Gintable's answer is unfortunately an excellent example for why the concept of "Relativistic Mass" should never be used, and in fact is never used by actual scientists. Unfortunately, the concept survives in elementary textbooks and programs on the science channel because some deluded physics teachers think that it makes learning Relativity easier. But what it actually does is give the student a false, semi-Newtonian misunderstanding of the theory.
Radiation pressure is not evidence that light has mass: it's evidence that light possesses momentum. What a poor physics instructor will do at that point is then say, "...and Newton shows us that momentum is mass times velocity, so if the photon has momentum, then it must have mass." But the problem is that SR is a *replacement* for Newton's Three Laws, which are not correct at speeds near that of light. So no appeal to Newtonian physics is EVER permitted in Relativity, and that line of argumentation is void. What a Relativist says is: "There exists a quantity, the 4-momentum, that transforms as a vector under Lorentz transformations. This quantity's components turn out to be the observed energy and momentum of the particle, and its norm is the mass. Since a photon's energy and momentum are equal, and the norm is m^2=E^2-p^2, the particle has no mass."
A PHOTON HAS NO MASS. When a physicist says "Mass," they mean "Rest Mass," because "Relativistic Mass" stopped being used in physics in 1935.

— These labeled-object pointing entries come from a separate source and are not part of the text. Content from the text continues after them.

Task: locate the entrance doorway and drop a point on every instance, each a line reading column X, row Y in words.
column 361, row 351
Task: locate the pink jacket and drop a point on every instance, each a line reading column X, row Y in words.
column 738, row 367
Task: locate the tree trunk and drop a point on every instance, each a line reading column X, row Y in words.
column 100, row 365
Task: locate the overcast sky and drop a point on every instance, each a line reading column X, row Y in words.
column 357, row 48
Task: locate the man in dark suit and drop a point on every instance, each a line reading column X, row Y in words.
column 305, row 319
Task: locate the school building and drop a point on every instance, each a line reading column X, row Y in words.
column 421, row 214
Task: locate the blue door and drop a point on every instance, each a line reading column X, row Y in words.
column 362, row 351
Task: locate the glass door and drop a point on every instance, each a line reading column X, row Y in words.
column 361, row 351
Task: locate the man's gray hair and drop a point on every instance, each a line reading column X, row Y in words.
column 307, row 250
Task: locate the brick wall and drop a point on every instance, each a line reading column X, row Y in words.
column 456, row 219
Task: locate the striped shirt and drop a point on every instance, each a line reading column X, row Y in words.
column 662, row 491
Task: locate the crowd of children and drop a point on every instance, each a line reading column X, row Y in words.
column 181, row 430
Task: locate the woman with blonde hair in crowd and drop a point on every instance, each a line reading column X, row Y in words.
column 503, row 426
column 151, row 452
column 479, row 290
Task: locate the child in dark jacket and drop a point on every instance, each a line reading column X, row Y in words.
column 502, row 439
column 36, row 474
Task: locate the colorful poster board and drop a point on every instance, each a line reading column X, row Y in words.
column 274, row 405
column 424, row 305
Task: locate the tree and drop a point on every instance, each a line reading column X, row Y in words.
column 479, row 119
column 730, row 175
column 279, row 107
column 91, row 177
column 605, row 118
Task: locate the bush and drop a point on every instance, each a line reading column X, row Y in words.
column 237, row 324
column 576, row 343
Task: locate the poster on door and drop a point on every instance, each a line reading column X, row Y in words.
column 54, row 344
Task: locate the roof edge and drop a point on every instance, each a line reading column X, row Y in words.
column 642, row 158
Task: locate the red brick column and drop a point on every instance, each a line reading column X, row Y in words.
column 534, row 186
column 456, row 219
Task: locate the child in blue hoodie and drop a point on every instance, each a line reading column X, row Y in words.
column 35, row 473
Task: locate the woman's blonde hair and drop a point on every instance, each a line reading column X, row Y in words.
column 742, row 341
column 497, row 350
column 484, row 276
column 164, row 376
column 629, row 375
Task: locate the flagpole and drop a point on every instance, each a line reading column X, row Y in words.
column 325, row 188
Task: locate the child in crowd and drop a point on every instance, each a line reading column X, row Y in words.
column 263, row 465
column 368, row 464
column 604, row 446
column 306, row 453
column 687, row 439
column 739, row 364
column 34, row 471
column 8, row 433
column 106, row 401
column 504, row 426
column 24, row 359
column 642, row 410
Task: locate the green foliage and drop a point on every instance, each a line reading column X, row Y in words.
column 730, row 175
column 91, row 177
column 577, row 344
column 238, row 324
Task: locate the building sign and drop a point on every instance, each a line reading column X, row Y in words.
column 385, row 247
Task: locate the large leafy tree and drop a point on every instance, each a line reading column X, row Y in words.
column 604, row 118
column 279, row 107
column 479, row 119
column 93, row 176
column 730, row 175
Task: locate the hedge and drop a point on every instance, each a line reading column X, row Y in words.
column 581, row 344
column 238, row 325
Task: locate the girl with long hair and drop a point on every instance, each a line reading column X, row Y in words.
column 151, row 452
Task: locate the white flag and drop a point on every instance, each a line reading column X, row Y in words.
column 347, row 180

Gravitational bending of light is not evidence for mass. Only Newtonian gravity describes gravity as the interaction between masses; General relativity does not. It turns out that Newton was wrong about that; his theory of gravity is a good approximation to GR, the correct theory, but it is wrong. Gravity turns out not to be the attraction of masses, but the bending of spacetime, and the source of the bending of spacetime is energy, momentum, flux, pressure, and stress, NOT mass. Once the curvature is produced, all bodies, regardless of their mass, follow the curvature, even if the mass is zero.

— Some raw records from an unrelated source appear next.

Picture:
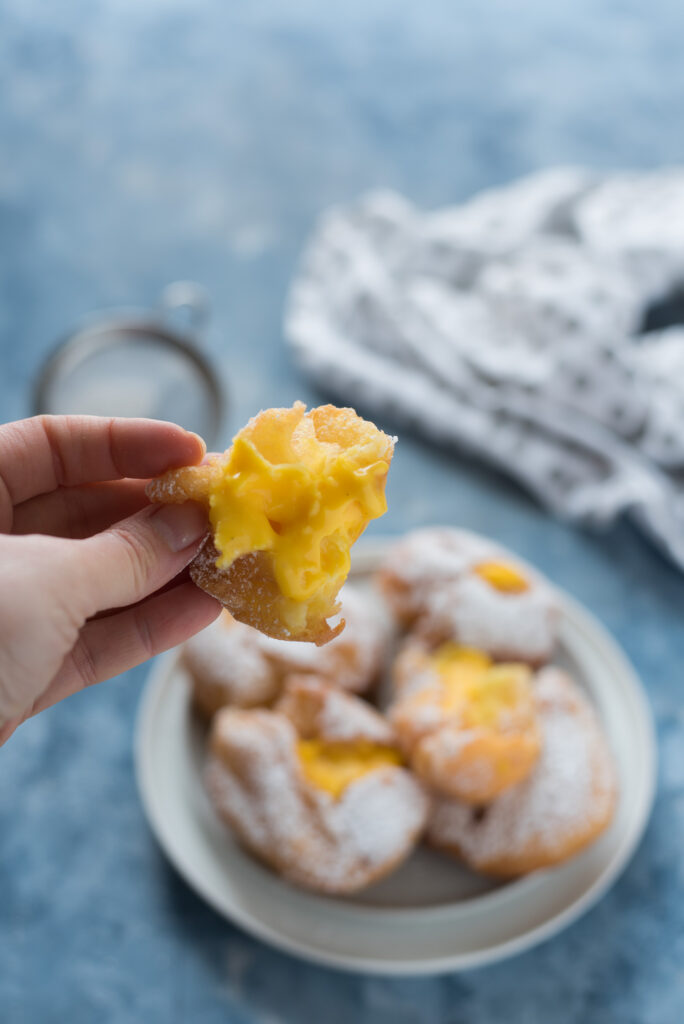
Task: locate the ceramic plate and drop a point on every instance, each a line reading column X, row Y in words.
column 432, row 914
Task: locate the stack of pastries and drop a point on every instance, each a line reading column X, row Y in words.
column 483, row 749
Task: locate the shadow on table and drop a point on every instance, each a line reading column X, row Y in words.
column 597, row 970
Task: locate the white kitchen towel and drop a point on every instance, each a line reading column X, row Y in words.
column 512, row 326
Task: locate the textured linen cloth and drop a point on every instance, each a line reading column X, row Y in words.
column 512, row 326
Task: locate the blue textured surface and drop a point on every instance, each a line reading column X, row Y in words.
column 142, row 141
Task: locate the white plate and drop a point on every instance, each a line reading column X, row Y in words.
column 432, row 914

A PHOTON HAS NO MASS. When a physicist says "Mass," they mean "Rest Mass," because "Relativistic Mass" stopped being used in physics in 1935.

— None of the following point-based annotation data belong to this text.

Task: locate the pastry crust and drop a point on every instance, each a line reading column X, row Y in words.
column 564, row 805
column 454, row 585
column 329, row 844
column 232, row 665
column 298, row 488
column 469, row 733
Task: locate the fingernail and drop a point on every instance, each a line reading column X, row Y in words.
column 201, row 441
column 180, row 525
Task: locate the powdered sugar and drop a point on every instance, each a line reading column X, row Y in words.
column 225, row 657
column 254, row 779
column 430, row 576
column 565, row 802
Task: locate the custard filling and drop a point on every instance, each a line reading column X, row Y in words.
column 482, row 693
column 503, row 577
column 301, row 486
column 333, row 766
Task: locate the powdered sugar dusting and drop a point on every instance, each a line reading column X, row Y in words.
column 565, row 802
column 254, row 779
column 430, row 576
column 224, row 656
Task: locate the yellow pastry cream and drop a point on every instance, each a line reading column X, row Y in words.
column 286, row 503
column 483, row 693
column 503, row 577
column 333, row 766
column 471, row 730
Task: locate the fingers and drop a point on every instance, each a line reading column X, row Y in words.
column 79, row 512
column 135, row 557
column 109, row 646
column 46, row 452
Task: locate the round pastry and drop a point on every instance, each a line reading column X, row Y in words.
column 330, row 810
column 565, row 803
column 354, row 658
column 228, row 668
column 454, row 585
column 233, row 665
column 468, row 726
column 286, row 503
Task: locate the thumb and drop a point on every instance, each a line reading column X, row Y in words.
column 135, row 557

"Relativistic Mass", meaning, the mass you get when you naively plug in energy into E=mc^2, rather than into the correct equation, E^2 = (mc^2)^2 + (pc)^2, is meaningless. It is NOT the inertia of the particle, i.e. NOT what you would get from observing a force, an acceleration, and dividing one by the other. It is NOT the source or coupling to gravity, which is stress-energy, NOT mass. It is nothing but an attempt to allow students to retain their naive semi-Newtonian heuristics so that the teachers don't have to teach so much. It leads to misconceptions and a poor, shallow understanding of the theory. Don't use it.